MEETING OF THE CHURCH ANTI-SLAVERY SOCIETY.
From the Anglo-African, September, 1861.
The regular monthly meeting of the Church Anti-Slavery Society was held on Tuesday evening, September 10th, at the Reformed Presbyterian Church, Cherry street, east of Eleventh. The meeting was considerably larger than usual, which, of course, during these times, is ominous of good to our cause. Another very important item is the fact that the meeting was largely interspersed with the leading and representative families of color belonging to this city. Our people have long been derelict to duty and interest in this direction, but it is hoped that war—this great purifier and refiner’s fire of this as well as every other age—will eventually bring us up to the standard of true elevation.
Wm. S. Young, Esq., was called to the chair, by the temporary absence of the Rev. Dr. Church, the regular chairman. The Rev. Mr. Johnston, of the Old School Presbyterian Church, as I was informed, opened the meeting with prayer.
A note was then read from the Chairman (Rev. Dr. Church,) expressive of his regret for unavoidable absence, and expressing the desire that the meeting might be favored with the best consequences, &c.
By reading the minutes of the last meeting it occurred that, agreeably to announcement, Prof. A. M. Green had been invited to address the meeting on the Duty of the Colored People of the North in Relation to the Great Rebellion. At eight o’clock Mr. Green was introduced, and proceeded with great ability to reason not only the propriety but the practical necessity of colored men taking an active part in this war, against the aggressive power of the mighty dragon of the nineteenth century, American slavery. Mr. Green argued that, viewed from whatever stand-point, every honest man must conclude that this war is one that has been inaugurated by the labors of abolitionists and anti-slavery men, in a moral contest against this great evil; men have avowed it to be their purpose to bring the two elements to a hand-to-hand struggle; the efforts of our party for thirty years have been to array the North against the South on this question of slavery. And though the government denies the responsibility to be incurred by acknowledging the true issue, yet it also denies that it had any thing to do with inaugurating it. It is just as emphatically true that the government cannot control the issue involved in this war, as it is true that it could not for thirty years control the moral conflict kept up on this same question. It was our duty from very many considerations, elaborately presented by Mr. Green, to bear an honorable part in the great contest.

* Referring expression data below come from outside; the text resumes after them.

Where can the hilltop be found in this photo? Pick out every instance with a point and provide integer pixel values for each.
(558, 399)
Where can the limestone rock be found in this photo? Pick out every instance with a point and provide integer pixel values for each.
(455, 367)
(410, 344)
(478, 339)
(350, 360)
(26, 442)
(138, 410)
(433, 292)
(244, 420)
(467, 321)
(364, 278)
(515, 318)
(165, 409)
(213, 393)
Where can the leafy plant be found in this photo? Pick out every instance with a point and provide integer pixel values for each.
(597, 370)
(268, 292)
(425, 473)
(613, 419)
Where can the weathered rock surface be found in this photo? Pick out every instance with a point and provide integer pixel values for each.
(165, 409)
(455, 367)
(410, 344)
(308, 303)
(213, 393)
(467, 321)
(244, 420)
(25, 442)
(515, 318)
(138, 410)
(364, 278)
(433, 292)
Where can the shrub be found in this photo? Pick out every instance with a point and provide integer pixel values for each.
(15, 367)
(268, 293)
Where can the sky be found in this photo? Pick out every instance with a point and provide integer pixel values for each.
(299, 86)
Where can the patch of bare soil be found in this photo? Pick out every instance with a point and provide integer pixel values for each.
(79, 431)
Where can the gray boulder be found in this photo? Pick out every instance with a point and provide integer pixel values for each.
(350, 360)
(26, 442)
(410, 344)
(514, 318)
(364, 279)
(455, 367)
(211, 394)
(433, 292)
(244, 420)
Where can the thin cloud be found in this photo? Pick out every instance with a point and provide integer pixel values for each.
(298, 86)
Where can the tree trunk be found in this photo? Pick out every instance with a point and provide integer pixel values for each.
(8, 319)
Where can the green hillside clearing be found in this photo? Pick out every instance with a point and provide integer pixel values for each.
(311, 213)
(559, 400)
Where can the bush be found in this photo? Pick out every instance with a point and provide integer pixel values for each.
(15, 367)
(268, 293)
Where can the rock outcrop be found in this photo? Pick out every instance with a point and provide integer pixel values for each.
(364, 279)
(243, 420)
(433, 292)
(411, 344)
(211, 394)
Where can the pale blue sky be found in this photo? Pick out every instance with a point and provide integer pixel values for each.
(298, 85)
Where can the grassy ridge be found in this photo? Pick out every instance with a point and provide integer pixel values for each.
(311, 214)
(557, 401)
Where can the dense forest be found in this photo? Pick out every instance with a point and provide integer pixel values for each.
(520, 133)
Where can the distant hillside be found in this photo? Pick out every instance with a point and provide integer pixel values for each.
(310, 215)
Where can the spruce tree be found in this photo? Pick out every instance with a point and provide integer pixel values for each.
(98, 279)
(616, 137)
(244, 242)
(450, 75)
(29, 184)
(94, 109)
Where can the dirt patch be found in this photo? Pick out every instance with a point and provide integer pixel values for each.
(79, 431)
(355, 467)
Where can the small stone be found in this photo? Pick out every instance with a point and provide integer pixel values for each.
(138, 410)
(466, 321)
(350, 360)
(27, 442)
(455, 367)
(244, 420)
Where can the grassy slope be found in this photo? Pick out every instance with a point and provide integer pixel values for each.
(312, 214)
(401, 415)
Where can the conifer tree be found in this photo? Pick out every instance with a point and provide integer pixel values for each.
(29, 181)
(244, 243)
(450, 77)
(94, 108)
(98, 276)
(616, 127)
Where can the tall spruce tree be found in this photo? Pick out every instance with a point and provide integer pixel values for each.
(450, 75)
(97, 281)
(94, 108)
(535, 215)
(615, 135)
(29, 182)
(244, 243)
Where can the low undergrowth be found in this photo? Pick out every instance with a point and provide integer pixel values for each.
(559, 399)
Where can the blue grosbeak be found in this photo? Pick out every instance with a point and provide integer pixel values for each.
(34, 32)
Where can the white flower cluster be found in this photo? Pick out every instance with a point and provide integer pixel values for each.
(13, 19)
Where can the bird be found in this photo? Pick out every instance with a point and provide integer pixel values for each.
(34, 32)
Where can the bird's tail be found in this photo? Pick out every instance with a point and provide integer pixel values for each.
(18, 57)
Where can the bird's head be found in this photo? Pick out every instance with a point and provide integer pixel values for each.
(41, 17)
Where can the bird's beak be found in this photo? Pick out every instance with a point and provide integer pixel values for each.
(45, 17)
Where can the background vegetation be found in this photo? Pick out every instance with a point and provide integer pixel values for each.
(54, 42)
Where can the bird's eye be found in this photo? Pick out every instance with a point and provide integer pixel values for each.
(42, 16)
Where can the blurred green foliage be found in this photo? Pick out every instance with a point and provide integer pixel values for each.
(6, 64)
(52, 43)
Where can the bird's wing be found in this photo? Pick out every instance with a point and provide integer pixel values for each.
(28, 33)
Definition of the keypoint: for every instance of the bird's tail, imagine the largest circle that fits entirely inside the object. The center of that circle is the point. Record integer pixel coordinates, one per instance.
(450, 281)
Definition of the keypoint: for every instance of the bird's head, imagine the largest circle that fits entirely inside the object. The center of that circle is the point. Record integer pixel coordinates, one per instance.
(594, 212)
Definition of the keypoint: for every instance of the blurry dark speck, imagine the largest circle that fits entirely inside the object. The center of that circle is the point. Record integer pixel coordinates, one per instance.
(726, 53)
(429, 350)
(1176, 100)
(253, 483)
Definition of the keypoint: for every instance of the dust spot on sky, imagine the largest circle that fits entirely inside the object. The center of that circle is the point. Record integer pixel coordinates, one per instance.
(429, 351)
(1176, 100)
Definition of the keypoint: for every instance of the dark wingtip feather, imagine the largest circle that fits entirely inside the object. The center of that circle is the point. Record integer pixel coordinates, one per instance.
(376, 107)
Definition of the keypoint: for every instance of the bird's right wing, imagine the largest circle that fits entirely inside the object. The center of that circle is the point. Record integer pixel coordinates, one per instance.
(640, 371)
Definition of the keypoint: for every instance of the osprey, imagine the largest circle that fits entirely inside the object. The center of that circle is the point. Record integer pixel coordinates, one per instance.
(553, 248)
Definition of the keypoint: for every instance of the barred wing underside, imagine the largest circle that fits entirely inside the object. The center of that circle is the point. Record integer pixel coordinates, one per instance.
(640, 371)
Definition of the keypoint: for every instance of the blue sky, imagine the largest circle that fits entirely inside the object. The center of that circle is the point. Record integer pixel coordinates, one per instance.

When Mr. Green closed, an opportunity was afforded for any remarks that might be offered on the question of the evening. A white gentleman present, whose name I learned at the time, but have since forgotten, took the floor, and strongly opposed Mr. Green’s position. He claimed that the government was even worse, if possible, than ever it was, for now that it could justly, by availing itself of the war power, emancipate every slave in the South, yet instead of doing so, it fled from it as a man would flee from deadly poison. He said he had neither sympathy nor faith in the government; and until the war-making power became honest enough to emancipate, enfranchise, and wash its hands of the injustice done to black men in the country, it was not fit for Christian men, white or colored, but more especially the latter, to touch, taste or handle. The gentleman argued in this strain at some length. Mr. Isaiah C. Wears was called on, and in his usual very forcible manner dissented from Mr. Green. He made many allusions to the meanness of the government, and thought men would fall like sheep; that colored men could not be spared at such a time, and in such a cause. He said the South were more practically a fighting people than the North; that they were undoubtedly the superiors of the Northern whites in this respect, and the Northern whites were our superiors as much as the South was theirs; it could readily be perceived that we were, therefore, of all people the least prepared to go into this great slaughter-house of the government. He agreed, however, with many points Mr. Green had raised, and was pleased with his treatment of the subject; he believed this would be a long war, and that no doubt thousands of colored men would see service in this war before rebellion was put down. Several other gentlemen, white and colored, participated on both sides of the question, which kept up quite a friendly and spirited meeting till a late hour of the evening. Just before adjournment, Mr. Green arose and said, he had taken the main points suggested by those who expressed themselves as opposed to his position, and he was willing to give them the consideration they deserved. But he said his opponents admitted too much that was argument for him; he said:
1. They had admitted it was a war between North and South.
2. That these two sections were naturally at war on the slavery question.
3. That the South openly admitted that she was fighting for the uninterrupted extension of the slavery power.
4. That they (the South) were the best fighters.
5. That we, the colored people, were the poorest fighters of either of the disputants.
6. That it would probably be a long war, and we would be called into it after a while.
He said he would ask those gentlemen whether it was not our duty, in view of the first four admissions, to enlist with the North, if honest in our ancient doctrines on the slavery question? And whether, in view of their two last admissions, it was not a positive necessity to counsel strenuous preparatory efforts among our people?
The subject was continued till the next meeting, on the second Tuesday in November.